Matt Brazier

Personal information
- Full name: Matthew Ronald Brazier
- Date of birth: 2 July 1976
- Place of birth: Whipps Cross, Leytonstone, England
- Date of death: 4 February 2019 (aged 42)
- Position: Midfielder

Youth career
- Queens Park Rangers

Senior career*
- Years: Team / Apps / (Gls)
- 1994–1998: Queens Park Rangers / 49 / (2)
- 1998–1999: Fulham / 9 / (1)
- 1998: → Cardiff City (loan) / 11 / (2)
- 1999–2002: Cardiff City / 56 / (3)
- 2002–2004: Leyton Orient / 46 / (2)
- Total:  / 171 / (10)

= Matt Brazier =

English footballer (1976–2019)

Matthew Ronald Brazier (2 July 1976 – 4 February 2019) was an English professional footballer who played as a midfielder. He began his career with Queens Park Rangers before joining fellow London based side Fulham in 1998. After a brief loan spell at Cardiff City, Brazier joined the Bluebirds on a permanent deal for a fee of £100,000. He helped the club win promotion during the 2000–01 season but fell out of favour under manager Alan Cork and was allowed to join Leyton Orient six months later.

==Career==
===Early career===
Brazier began his career at Queens Park Rangers, making his way through the club's youth system.
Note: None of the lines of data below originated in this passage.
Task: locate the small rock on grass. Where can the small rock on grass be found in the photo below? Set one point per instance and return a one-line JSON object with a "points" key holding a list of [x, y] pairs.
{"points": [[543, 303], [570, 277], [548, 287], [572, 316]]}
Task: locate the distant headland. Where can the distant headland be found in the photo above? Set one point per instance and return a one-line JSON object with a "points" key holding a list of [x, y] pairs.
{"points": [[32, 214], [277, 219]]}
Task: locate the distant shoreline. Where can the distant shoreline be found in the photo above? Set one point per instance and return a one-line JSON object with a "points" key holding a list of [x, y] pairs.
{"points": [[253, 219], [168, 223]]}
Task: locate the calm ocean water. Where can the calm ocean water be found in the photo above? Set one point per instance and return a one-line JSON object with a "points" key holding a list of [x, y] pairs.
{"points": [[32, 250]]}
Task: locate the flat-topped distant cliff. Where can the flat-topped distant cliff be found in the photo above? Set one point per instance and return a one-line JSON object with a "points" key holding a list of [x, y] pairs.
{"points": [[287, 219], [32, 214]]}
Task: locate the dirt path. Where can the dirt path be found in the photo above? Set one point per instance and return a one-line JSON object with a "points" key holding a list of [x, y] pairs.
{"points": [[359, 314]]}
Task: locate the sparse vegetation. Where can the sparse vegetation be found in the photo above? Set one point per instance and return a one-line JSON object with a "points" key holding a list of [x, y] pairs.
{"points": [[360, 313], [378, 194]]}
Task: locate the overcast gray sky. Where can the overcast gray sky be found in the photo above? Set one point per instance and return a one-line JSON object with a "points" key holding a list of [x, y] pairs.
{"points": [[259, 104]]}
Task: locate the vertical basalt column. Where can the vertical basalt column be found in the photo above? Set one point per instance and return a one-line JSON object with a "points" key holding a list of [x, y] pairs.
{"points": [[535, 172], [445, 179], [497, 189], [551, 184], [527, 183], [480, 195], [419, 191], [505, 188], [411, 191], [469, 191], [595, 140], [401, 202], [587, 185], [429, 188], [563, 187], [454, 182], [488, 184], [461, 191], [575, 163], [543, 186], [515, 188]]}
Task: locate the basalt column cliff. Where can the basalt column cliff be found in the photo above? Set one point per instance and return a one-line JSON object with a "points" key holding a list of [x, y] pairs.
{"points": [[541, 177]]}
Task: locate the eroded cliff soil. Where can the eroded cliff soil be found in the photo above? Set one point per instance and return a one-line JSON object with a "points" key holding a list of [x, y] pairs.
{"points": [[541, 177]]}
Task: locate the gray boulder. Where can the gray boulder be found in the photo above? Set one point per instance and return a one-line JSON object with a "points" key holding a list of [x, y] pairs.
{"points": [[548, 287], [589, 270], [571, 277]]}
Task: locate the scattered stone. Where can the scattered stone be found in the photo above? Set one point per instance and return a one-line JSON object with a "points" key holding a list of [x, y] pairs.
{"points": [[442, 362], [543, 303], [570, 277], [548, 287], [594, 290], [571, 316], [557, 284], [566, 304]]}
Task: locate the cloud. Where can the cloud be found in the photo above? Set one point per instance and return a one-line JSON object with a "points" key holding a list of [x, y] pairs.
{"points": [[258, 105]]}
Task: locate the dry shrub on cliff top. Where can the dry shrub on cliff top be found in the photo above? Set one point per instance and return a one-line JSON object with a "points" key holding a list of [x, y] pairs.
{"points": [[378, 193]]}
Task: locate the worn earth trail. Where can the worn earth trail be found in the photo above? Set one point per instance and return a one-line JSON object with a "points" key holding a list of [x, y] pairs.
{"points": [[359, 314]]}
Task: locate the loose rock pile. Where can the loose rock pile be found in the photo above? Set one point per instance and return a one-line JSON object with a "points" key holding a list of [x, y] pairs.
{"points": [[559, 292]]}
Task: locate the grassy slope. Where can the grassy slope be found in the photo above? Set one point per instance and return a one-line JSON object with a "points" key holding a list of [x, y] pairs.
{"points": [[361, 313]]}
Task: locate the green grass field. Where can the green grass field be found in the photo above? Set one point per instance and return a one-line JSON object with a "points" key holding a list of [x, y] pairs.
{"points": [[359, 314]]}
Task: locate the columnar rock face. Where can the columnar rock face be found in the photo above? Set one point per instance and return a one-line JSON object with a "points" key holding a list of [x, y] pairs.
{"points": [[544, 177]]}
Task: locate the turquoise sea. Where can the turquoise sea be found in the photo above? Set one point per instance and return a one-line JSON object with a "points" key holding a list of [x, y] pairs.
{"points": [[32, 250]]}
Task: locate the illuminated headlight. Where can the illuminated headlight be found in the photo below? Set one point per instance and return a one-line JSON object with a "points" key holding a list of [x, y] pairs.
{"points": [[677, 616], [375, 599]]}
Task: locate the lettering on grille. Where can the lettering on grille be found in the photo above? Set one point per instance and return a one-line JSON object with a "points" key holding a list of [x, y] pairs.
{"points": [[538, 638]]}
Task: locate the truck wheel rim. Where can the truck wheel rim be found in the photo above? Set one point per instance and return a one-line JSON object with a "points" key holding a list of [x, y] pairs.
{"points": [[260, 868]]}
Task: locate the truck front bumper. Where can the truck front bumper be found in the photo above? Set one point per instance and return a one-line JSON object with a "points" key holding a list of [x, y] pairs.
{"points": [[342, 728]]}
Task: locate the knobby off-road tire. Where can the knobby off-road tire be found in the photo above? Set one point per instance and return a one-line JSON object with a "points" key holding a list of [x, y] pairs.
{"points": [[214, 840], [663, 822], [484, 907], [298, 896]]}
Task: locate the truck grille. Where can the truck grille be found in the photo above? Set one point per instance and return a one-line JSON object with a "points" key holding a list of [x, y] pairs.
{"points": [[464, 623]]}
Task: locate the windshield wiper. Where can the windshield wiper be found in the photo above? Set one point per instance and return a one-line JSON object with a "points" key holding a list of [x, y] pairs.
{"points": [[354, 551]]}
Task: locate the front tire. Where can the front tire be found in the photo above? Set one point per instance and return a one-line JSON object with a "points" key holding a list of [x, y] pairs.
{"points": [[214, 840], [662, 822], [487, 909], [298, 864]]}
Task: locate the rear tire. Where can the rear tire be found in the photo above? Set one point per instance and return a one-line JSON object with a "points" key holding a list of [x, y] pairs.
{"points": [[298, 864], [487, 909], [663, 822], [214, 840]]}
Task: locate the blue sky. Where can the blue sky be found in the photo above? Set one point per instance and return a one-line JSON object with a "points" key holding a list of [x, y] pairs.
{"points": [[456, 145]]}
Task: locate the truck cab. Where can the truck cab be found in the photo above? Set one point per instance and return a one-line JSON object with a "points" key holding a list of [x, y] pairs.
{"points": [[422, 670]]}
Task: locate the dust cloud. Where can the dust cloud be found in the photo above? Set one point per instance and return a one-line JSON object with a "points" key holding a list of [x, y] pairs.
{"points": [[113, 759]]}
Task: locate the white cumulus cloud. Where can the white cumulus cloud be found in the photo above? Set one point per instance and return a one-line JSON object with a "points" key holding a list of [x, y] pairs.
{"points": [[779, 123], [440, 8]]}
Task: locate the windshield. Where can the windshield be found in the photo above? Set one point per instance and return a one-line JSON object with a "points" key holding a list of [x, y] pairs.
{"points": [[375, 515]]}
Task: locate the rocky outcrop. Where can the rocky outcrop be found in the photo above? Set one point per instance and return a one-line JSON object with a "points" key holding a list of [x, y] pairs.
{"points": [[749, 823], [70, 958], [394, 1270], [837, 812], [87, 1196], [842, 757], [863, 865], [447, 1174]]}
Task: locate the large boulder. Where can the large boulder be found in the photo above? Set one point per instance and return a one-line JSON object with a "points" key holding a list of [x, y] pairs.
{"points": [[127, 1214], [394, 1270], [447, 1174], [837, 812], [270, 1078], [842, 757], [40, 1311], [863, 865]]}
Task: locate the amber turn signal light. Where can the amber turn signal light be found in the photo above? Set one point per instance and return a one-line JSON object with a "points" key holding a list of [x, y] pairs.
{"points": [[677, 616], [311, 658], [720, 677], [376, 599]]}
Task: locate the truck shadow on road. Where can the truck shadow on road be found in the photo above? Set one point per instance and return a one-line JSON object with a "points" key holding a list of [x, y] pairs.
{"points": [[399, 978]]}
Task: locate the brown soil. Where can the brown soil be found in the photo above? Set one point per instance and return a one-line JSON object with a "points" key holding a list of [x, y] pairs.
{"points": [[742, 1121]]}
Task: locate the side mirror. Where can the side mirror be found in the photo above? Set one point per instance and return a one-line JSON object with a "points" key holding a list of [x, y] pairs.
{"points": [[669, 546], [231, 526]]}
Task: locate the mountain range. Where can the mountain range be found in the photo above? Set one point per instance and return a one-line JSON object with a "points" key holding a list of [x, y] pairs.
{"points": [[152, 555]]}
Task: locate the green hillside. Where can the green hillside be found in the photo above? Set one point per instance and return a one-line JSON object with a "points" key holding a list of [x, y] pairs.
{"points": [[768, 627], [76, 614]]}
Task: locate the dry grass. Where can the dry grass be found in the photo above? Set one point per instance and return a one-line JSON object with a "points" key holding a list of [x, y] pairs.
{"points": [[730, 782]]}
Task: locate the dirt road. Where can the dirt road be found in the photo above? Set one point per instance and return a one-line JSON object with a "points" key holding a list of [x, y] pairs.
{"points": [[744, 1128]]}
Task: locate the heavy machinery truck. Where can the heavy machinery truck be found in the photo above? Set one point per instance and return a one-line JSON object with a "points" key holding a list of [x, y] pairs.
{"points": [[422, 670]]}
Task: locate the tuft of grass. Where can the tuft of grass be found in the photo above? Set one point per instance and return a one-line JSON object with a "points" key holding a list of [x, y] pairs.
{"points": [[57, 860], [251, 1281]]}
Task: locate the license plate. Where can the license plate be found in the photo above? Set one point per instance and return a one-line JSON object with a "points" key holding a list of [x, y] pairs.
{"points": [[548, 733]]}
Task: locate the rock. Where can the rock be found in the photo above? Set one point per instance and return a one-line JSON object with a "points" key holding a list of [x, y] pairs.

The 1995–96 season saw him establish himself in the Premier League side, during his time at Queens Park Rangers he played in both the Premier League and the 1st Division, he left to join neighbours Fulham for the 1998–1999 season. He scored on his first start for the club in a match against Preston North End, but his spell at Fulham was brief as he struggled to make an impact in the side and he was eventually allowed to go on loan to Cardiff City.

===Cardiff City===
His loan spell saw him make 11 appearances for the club and, despite a back injury disrupting his time at the club, his performances persuaded Cardiff to pay £100,000 for him at the end of the 1998–99 season. His first season back at the club did not live up to the expectations set during his loan spell at the club and it was not until his second year that he managed to return to form only for an illness to disrupt his season. He helped the team win promotion to the Second Division during the 2000–01 season as they finished as runners-up to Brighton & Hove Albion.

In the 2001–02 season, Brazier fell out of favour with manager Alan Cork after being told on the first day of pre-season training that he had been placed on the transfer list, along with a number of other players, including Jason Fowler, Scott McCulloch and Andy Thompson, who labelled themselves the "death camp" due to their exclusion from first team activity. He made just one appearance during the season, in October 2001, during a 7–1 victory over Rushden & Diamonds in the Football League Trophy. Brazier became disgruntled with the situation and launched a scathing attack on Cork, stating "I didn't matter if I played out of my skin for the reserves, I wasn't going to get a game at Cardiff this season and Alan Cork made that clear to me at the start. [...] He might say there wasn't a problem between us, but I think there was. I don't think he wanted me anywhere near the club."

Brazier and Kevin Nugent both saw moves to Colchester United collapse in December 2001, but the pair eventually moved to Leyton Orient in January 2002. Brazier spent two years with Leyton Orient before retiring in 2004.

==Death==

On 4 February 2019, Brazier died, aged 42, following a battle with non-Hodgkin follicular lymphoma.